This is a picture of a man smoking. The image represents a hedonistic attitude towards life which is one of the central themes my poem revolves around.

I had one too many yesterday, popped pills like I was
scattering dimes on the dinner table, laying them bare,
I smoked a pack of Marlboro Red like I usually do,
flicking the half-smoked cigarettes into the rotten,
weed-strewn patch of land that haunts the left side
of my cracked wallpaper, slightly jaded house.

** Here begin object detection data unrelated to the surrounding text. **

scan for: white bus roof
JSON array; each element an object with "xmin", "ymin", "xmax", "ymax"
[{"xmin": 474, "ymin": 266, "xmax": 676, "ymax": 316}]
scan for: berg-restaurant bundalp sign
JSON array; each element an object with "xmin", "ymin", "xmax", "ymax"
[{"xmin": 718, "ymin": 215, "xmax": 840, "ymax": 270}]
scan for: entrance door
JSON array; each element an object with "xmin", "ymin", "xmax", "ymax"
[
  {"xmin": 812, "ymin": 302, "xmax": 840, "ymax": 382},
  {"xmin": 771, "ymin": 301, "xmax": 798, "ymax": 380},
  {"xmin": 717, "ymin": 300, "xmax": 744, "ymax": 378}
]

I stood on a balcony that’s barely holding up like
an oxygenated man needing tubes and needles,
I watched the honeydew sunset with dilated
pupils, drifting in and out of a lazy reverie –
a blurred door in the distance with misty vines
creeping over it, the cobbled path like fish scales,
coalescing now and then. I was half-running, half-stumbling,
but without fear, I tried
getting to the door but suddenly woke up
only to find myself beginning again.

I stood in my thrift store shirt
and track pants, unwashed, unclean
and unattended to. I guess there’s a sense
of freedom in a slightly reckless abandonment
or a partial hedonism.

I didn’t need you at that moment and
I don’t need you now.
I didn’t love you at that moment and
I don’t love you now.
I didn’t feel you at that moment and
I don’t feel you now.

© Nitin Lalit Murali (2019)

4 responses

  1. Your words are always so alive to me, like your images are so accessible and easy for me to conjure, I see your stories unfold so clearly in my head as if I were watching a play. You are so damn talented, Nitin! xx

    • Thank you so much! I try my best. There are times when my writing goes all over the place and I have to sit and edit and edit some more! But it’s part of the process. I started all those years ago writing obscure stuff and then love poems lacking depth, before finally drawing from experience (mostly bad) and finding my voice. You inspire me so much. I would love to write with you. If collaboration is something you do. If not, it’s cool. As long as you write, I’m happy. I showed my mother one of your pieces the other day and she wept. You’re very very good at expressing yourself.

    • Thank you. I’m glad you liked the descriptive parts and the ending. I tried giving this poem a raw, grungy feel as the title indicates. I hope I succeeded.